Question: What is your greatest hope for the state of the oceans 40 years from now?


Sylvia Earle: I'm an optimist, despite many reasons for being concerned. It's easy to get depressed looking at what's happening. Japan coming in and really interfering with a process that might have given hope for bluefin tuna at the CITES conference that would have inhibited trade, international trade for these greatly endangered magnificent creatures. That is cause for despair, but it also ignites a kind of increased desire to go out and do something that will change things, to turn it around, so you pull out of the jaws of defeat something that looks like greater reasons for hope. One reason that I have for being an optimist is that we have means of communication now that didn't exist even ten years ago. I look at the phenomenon called Google Earth and how the Googlers have stepped up and not only used this wonderful format Google Earth to inform people about what is happening on the land, but now to fill out the ocean. There is now an ocean in Google Earth with hope spots embedded in it, so anyone, any little kid, any grown-up, any CEO, any teacher, any fisherman, anybody can hold the world in their hands and see what is happening with the information that is embedded within Google Earth, within Google Ocean.

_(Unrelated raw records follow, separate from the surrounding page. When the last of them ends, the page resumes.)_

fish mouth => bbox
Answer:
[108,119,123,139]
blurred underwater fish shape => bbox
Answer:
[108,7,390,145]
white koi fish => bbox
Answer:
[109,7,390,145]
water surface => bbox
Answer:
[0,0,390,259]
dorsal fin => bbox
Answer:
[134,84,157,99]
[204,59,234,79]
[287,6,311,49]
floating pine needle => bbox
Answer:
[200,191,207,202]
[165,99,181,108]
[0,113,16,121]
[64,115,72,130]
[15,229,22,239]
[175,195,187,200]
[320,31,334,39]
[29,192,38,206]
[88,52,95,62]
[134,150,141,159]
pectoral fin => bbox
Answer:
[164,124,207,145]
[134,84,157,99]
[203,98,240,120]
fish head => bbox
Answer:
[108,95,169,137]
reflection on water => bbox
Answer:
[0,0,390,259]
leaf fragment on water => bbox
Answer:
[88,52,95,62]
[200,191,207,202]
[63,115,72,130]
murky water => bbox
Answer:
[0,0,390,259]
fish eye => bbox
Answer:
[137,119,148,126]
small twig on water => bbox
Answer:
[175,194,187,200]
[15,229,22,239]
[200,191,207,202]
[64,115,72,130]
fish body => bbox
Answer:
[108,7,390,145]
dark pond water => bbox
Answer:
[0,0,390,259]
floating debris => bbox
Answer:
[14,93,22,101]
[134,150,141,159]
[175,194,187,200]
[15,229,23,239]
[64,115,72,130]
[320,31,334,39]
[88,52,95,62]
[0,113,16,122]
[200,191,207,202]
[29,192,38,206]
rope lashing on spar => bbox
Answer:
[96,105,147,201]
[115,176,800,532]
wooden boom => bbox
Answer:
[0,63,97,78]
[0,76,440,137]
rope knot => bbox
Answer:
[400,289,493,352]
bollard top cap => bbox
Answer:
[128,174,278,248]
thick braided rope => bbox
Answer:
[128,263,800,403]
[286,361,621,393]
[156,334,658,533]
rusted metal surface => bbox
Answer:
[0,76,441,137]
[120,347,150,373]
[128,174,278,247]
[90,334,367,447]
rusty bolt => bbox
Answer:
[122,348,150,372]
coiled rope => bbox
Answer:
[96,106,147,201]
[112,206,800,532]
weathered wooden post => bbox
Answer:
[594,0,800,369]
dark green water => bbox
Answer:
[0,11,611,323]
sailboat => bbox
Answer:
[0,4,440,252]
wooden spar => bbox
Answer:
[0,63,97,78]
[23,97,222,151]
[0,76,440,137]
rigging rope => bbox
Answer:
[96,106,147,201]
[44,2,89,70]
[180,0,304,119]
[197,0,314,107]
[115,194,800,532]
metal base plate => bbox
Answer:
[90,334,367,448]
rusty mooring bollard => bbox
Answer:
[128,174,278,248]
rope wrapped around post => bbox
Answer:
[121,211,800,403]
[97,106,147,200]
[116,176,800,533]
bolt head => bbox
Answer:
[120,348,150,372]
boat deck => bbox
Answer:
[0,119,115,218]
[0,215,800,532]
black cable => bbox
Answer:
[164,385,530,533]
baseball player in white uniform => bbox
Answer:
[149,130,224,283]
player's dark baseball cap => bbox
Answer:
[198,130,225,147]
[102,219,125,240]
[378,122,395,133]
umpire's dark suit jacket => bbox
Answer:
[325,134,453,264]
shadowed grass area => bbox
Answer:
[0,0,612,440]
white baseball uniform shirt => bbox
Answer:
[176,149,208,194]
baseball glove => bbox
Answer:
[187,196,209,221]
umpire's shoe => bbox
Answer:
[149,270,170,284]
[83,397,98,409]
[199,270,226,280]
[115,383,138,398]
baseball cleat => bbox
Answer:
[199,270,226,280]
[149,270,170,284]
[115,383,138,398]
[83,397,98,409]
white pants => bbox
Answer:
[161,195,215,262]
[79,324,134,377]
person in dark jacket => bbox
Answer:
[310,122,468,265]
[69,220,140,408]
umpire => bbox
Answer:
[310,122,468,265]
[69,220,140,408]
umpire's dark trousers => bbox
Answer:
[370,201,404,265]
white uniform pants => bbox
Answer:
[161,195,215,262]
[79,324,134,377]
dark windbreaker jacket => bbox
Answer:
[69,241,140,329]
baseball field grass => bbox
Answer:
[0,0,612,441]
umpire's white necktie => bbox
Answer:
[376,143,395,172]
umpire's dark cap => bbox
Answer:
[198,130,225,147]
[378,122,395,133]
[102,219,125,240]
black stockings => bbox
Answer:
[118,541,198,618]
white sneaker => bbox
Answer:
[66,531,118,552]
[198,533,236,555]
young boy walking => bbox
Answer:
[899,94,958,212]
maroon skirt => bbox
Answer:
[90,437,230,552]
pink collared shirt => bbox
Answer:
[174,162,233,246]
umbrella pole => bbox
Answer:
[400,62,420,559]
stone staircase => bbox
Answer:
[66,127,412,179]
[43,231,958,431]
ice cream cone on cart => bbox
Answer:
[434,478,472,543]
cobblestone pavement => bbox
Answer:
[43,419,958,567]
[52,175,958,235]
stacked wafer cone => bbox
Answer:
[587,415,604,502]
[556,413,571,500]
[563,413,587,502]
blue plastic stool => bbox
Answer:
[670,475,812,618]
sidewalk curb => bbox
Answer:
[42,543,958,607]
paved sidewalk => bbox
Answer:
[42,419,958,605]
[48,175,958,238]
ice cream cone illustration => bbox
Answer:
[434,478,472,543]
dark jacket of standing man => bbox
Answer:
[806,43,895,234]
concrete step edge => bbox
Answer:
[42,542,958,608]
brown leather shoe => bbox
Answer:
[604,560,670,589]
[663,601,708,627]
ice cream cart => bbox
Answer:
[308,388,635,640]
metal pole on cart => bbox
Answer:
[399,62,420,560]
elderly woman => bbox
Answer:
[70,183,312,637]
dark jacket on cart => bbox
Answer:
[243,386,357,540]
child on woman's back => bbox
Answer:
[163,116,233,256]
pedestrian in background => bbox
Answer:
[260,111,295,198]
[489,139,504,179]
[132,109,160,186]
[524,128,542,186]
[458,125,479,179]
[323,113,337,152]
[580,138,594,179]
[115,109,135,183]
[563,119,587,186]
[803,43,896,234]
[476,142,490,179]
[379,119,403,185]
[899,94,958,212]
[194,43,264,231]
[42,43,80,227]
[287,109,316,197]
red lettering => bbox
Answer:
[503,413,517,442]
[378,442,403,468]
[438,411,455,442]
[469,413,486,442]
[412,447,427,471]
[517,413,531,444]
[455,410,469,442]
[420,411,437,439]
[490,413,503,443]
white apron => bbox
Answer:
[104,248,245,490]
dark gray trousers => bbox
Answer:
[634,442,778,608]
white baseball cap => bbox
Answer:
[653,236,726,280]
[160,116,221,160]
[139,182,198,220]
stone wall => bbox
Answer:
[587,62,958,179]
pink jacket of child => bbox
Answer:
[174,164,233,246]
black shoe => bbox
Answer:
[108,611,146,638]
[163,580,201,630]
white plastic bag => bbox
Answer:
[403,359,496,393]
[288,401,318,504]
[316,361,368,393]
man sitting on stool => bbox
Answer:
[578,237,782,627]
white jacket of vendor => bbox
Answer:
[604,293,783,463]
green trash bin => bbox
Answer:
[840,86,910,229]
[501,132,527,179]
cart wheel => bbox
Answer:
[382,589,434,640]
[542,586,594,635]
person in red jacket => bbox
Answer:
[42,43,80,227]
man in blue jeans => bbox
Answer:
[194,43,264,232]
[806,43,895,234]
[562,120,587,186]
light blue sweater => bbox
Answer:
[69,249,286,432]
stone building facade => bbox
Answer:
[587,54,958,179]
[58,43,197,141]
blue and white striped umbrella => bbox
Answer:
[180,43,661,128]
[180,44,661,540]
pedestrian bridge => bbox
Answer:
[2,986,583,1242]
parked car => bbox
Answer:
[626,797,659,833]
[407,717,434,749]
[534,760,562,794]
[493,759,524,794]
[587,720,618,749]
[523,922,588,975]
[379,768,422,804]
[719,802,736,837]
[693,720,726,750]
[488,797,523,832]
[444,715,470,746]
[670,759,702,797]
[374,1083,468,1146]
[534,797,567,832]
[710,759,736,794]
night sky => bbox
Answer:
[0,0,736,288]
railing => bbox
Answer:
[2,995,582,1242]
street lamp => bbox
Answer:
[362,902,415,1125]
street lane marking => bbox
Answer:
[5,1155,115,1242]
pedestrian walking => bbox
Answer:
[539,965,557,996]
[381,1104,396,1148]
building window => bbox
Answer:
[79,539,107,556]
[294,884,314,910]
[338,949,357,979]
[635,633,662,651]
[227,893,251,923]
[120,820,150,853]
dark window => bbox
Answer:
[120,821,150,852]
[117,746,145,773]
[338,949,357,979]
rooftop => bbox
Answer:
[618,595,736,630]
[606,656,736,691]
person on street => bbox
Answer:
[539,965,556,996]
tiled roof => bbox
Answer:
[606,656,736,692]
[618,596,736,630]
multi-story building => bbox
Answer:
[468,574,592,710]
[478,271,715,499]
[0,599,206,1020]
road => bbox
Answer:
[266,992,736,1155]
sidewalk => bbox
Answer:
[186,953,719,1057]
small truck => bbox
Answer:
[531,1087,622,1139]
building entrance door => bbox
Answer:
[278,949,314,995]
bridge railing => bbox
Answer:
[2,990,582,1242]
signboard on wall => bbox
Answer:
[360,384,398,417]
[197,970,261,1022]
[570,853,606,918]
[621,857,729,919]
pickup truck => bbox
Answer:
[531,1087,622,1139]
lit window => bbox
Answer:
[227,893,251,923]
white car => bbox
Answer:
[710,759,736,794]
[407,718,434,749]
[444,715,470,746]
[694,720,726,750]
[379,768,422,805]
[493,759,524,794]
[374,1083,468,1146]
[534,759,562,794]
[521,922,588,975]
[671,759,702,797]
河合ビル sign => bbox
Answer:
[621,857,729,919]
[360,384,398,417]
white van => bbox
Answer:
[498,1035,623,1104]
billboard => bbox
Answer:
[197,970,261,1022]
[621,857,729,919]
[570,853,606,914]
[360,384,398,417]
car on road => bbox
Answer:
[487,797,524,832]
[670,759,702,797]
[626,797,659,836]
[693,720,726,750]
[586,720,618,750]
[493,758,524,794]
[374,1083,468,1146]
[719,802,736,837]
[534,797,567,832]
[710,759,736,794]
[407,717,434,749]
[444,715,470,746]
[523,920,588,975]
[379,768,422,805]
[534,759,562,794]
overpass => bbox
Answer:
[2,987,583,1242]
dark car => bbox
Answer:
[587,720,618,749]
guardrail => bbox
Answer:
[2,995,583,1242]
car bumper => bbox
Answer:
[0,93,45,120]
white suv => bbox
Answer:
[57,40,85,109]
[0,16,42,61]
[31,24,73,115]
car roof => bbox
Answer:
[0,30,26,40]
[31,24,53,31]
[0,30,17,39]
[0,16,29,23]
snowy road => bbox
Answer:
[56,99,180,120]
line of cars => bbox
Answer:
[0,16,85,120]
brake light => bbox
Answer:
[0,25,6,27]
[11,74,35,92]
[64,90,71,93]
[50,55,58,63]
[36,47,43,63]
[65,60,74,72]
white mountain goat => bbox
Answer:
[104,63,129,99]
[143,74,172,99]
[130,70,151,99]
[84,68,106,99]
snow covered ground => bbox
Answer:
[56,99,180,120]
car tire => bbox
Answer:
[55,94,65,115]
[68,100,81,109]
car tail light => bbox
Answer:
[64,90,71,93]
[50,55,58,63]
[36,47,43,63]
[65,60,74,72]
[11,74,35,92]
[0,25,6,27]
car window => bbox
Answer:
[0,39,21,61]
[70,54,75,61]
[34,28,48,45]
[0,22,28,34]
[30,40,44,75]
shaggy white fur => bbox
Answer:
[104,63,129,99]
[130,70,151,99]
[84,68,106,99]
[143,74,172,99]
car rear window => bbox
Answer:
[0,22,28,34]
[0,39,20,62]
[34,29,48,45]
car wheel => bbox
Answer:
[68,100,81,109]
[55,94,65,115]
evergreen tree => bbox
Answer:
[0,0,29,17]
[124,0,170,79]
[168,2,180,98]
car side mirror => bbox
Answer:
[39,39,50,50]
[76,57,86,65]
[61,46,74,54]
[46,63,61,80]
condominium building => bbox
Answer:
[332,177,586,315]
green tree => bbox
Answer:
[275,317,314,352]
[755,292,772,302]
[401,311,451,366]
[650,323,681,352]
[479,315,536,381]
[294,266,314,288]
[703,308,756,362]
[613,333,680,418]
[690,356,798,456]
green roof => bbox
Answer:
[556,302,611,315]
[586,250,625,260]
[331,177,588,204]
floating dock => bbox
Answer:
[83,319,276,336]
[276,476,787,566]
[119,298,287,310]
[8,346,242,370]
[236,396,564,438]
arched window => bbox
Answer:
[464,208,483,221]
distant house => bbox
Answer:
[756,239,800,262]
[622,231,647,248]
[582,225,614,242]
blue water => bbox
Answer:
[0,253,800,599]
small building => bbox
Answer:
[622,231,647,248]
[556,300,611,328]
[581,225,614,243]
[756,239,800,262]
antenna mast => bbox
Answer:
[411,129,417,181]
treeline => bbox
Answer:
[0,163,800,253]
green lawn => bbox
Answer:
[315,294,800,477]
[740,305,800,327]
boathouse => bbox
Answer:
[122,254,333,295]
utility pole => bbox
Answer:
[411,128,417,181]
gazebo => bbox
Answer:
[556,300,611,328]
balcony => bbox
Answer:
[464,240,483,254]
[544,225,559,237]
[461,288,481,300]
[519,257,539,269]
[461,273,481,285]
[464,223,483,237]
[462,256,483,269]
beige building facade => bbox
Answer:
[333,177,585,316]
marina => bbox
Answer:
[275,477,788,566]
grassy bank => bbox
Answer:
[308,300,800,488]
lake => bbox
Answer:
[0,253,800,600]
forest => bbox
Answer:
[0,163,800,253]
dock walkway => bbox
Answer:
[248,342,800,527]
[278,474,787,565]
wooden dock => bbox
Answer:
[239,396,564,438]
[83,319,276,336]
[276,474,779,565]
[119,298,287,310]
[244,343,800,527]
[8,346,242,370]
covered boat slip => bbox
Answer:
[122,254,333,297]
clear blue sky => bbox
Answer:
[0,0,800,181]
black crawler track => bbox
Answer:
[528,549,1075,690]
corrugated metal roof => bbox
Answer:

You can go track Mission Blue. You can engage with a scientist. You can send messages to others around the other side of the planet and instantly they'll find answer or they'll get... and answer you. This to me is the greatest reason for hope, that we're developing this fabric of knowledge with people who, once they know may be inspired to care. It's the only thing that will cause people to care, knowing and with knowing the caring that comes through is cause for hope that we'll find an enduring place for ourselves within the natural world, the natural systems, mostly blue, that keep us alive.